Na ulicach Bukaresztu dominuje raczej apatia. – Władza kontroluje coraz większą część naszego życia, nie da się tu wiele zrobić. Boję się o demokrację. Chcę wyjechać, może do Holandii – mówi Monica Popescu, pokazując na zabite deskami witryny, które szpecą wiele budynków stolicy. A gdy informuję, że za chwilę spotykam się z ministrem ds. europejskich Victorem Negrescu i to może być okazja to wyjaśnienia jakichś spraw, 38-letnia specjalistka od informatyki ucina: wiem, co powie. To nie wniesie nic.

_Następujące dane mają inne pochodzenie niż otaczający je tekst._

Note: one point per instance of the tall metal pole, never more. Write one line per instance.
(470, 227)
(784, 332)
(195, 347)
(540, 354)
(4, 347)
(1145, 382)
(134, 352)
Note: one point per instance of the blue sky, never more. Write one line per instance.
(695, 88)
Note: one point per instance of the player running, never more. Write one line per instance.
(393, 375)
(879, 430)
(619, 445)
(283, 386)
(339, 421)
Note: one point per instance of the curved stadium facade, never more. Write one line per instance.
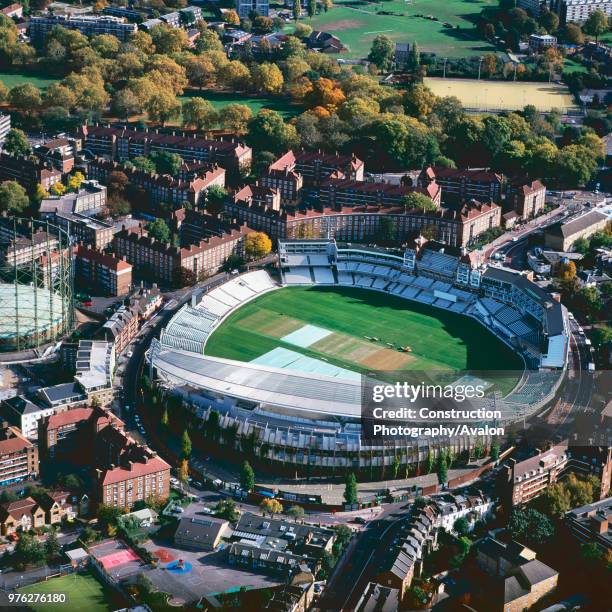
(312, 422)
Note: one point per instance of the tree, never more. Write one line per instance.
(530, 526)
(247, 476)
(199, 113)
(227, 509)
(442, 468)
(16, 143)
(13, 197)
(271, 506)
(567, 270)
(267, 131)
(186, 447)
(596, 24)
(414, 58)
(461, 526)
(297, 512)
(75, 181)
(257, 245)
(167, 163)
(418, 201)
(159, 230)
(215, 199)
(52, 547)
(382, 52)
(350, 489)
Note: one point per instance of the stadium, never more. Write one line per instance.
(36, 305)
(283, 373)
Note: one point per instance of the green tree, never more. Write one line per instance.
(13, 197)
(186, 446)
(296, 512)
(418, 201)
(530, 526)
(199, 113)
(596, 24)
(166, 163)
(382, 52)
(159, 230)
(215, 199)
(247, 476)
(350, 489)
(461, 526)
(52, 546)
(16, 143)
(442, 467)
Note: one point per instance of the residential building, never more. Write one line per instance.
(562, 235)
(245, 7)
(83, 229)
(463, 184)
(260, 195)
(123, 144)
(340, 193)
(28, 172)
(21, 515)
(538, 43)
(288, 182)
(164, 189)
(519, 580)
(58, 153)
(121, 328)
(317, 167)
(95, 368)
(195, 533)
(14, 11)
(525, 480)
(89, 25)
(377, 598)
(18, 456)
(578, 11)
(108, 274)
(592, 524)
(58, 507)
(20, 412)
(526, 197)
(165, 261)
(5, 127)
(90, 199)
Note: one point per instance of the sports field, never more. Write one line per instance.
(503, 95)
(83, 590)
(358, 22)
(358, 330)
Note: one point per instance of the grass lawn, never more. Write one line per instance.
(83, 590)
(10, 79)
(438, 339)
(357, 23)
(503, 95)
(256, 103)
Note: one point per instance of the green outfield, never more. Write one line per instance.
(83, 592)
(367, 331)
(358, 22)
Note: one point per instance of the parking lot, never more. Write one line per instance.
(210, 573)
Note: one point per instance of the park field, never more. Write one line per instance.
(83, 592)
(358, 22)
(365, 330)
(503, 95)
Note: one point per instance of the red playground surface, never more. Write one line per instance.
(118, 558)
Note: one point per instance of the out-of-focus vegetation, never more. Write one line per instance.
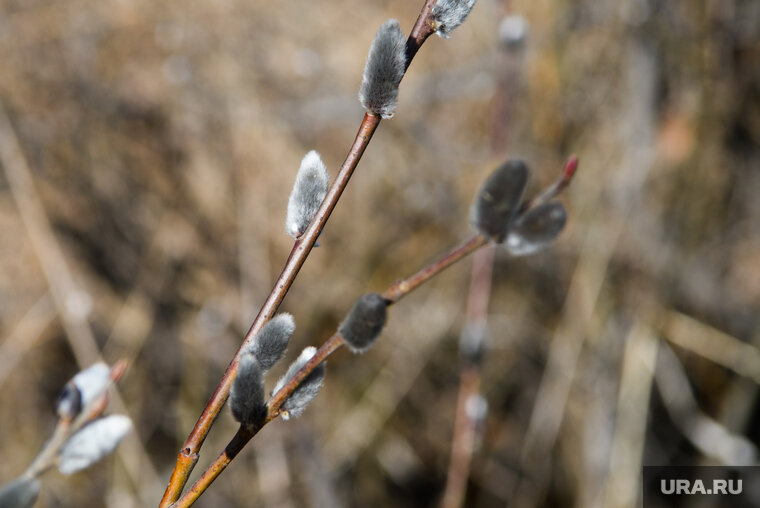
(162, 139)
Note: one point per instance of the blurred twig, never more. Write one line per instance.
(25, 334)
(716, 346)
(639, 361)
(707, 434)
(71, 302)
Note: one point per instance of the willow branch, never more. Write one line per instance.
(188, 455)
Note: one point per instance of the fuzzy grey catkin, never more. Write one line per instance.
(20, 493)
(364, 322)
(309, 190)
(306, 391)
(92, 443)
(386, 63)
(449, 14)
(271, 342)
(247, 399)
(498, 199)
(536, 228)
(69, 403)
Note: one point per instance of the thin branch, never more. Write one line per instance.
(465, 424)
(188, 455)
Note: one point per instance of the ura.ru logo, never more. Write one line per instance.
(717, 486)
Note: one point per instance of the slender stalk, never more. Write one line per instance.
(188, 455)
(568, 170)
(463, 441)
(393, 294)
(465, 426)
(405, 286)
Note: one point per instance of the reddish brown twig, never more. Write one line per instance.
(392, 295)
(188, 455)
(568, 171)
(465, 424)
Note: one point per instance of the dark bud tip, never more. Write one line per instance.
(498, 199)
(536, 228)
(571, 166)
(69, 403)
(364, 322)
(247, 393)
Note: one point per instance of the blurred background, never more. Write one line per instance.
(144, 220)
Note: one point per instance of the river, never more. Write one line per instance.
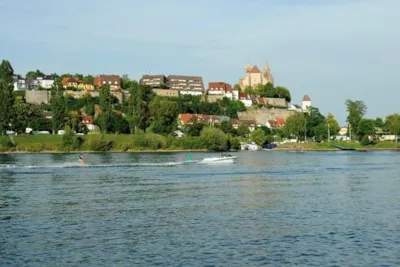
(149, 209)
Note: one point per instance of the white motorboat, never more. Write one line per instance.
(221, 159)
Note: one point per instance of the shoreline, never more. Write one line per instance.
(277, 149)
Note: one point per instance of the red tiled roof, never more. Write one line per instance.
(87, 119)
(274, 124)
(243, 96)
(281, 121)
(67, 80)
(255, 69)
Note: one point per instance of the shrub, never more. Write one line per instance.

Od upadku komunizmu Rumunia dokonała niezwykłego skoku: dochód na mieszkańca podwoił się z 30 do 60 proc. średniej Unii, 70 proc. eksportu trafia na zachodnie rynki, trudno też znaleźć we Wspólnocie państwo z tak niskim długiem i bezrobociem. Ale mimo to liczba Rumunów żyjących we własnym kraju spadła od 1990 r. z 23 do 19 mln. To proporcjonalnie tak, jakby Polska straciła 8 mln osób. Zdaniem Eurostatu prawie co piąty Rumun mieszka w innym kraju UE, rekord we Wspólnocie.

Skradziona rewolucja

O emigracji własnej, kogoś z rodziny czy znajomych mówią tu niemal wszyscy. Mariana Varodi, główny lekarz zespołu basenów solnych w Ocna, opowiada o swoim bracie, który z rodziną wyjechał do Luksemburga i „już nie wróci". Mircea i Cristina Oniciuc, właściciele luksusowego sklepu z winami w centrum stolicy, opisują, jak ich syn i córka zostali w Niemczech i Francji, bo „nie mogą odnaleźć się w państwie, gdzie o wszystkim decydują układy".

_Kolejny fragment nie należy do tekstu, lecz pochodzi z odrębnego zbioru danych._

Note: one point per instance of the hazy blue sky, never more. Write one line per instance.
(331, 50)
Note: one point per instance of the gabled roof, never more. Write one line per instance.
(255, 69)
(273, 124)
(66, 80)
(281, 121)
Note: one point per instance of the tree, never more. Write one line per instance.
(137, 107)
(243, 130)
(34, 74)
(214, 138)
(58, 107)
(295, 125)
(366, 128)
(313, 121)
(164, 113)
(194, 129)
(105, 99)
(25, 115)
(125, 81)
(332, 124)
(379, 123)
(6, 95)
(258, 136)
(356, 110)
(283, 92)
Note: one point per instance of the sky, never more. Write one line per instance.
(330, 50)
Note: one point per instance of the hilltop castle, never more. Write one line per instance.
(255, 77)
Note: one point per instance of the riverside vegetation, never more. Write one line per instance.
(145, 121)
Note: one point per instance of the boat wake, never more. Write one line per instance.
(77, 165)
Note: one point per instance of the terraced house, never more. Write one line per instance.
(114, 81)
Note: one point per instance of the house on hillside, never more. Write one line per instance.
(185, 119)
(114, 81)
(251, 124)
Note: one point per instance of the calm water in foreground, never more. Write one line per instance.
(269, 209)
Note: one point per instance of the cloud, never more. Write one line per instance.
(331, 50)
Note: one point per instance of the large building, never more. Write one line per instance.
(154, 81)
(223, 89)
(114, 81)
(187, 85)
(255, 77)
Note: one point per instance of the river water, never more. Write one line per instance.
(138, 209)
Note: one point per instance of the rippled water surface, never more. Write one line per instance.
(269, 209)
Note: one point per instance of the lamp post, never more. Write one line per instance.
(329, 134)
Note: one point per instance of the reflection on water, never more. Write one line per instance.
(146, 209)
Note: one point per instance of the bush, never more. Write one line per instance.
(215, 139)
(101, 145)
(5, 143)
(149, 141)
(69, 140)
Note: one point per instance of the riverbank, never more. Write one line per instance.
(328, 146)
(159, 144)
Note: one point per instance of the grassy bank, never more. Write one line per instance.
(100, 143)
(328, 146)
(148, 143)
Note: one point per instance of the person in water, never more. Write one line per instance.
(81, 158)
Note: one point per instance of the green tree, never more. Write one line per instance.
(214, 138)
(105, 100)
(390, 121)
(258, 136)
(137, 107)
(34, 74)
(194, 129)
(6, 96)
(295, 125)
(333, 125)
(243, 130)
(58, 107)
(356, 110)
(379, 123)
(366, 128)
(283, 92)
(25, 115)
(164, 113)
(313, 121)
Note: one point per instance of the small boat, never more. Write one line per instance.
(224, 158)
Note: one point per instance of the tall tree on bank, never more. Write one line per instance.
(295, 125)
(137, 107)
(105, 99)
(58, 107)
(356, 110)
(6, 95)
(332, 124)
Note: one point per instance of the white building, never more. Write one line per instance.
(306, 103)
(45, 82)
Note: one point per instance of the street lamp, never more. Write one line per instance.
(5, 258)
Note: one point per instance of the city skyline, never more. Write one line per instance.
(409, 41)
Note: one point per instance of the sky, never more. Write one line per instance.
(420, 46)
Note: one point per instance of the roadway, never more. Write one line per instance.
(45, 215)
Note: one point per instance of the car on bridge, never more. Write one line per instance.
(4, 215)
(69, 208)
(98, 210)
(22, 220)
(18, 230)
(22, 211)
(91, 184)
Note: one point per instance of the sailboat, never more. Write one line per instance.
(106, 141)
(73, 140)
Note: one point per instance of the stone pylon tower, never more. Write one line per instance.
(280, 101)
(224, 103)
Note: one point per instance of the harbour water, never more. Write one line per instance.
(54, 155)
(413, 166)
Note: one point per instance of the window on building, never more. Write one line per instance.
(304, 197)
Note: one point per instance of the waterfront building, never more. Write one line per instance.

– W samej Hiszpanii mieszka milion Rumunów. Ale najnowsze eldorado to Wielka Brytania: tam jest już nas pół miliona, najwięcej po Polakach – mówi Eduard Caltut, przewodnik po Bukareszcie.

Negrescu podkreśla, że on też był na emigracji, ale wrócił i tego nie żałuje. – Zawsze kiedy jestem za granicą, tłumaczę, że Rumunia się zmieniła, że jest tu dziś wiele możliwości, brakuje ludzi do pracy – mówi minister odpowiedzialny za rozpoczynające się 1 stycznia rumuńskie przewodnictwo w Unii. – Trzeba odbudować zaufanie. Ludzie narzekają na edukację i służbę zdrowia, dlatego nasz rząd podwyższył pensje w tych sektorach. Zmieniamy prawo o partnerstwie publiczno-prawnym, aby przyciągnąć inwestycje zagraniczne i przyspieszyć wykorzystanie funduszy europejskich. W ubiegłym roku gospodarka urosła o 7 proc., ale efekty będą odczuwalne dopiero po 2–3 latach – dodaje.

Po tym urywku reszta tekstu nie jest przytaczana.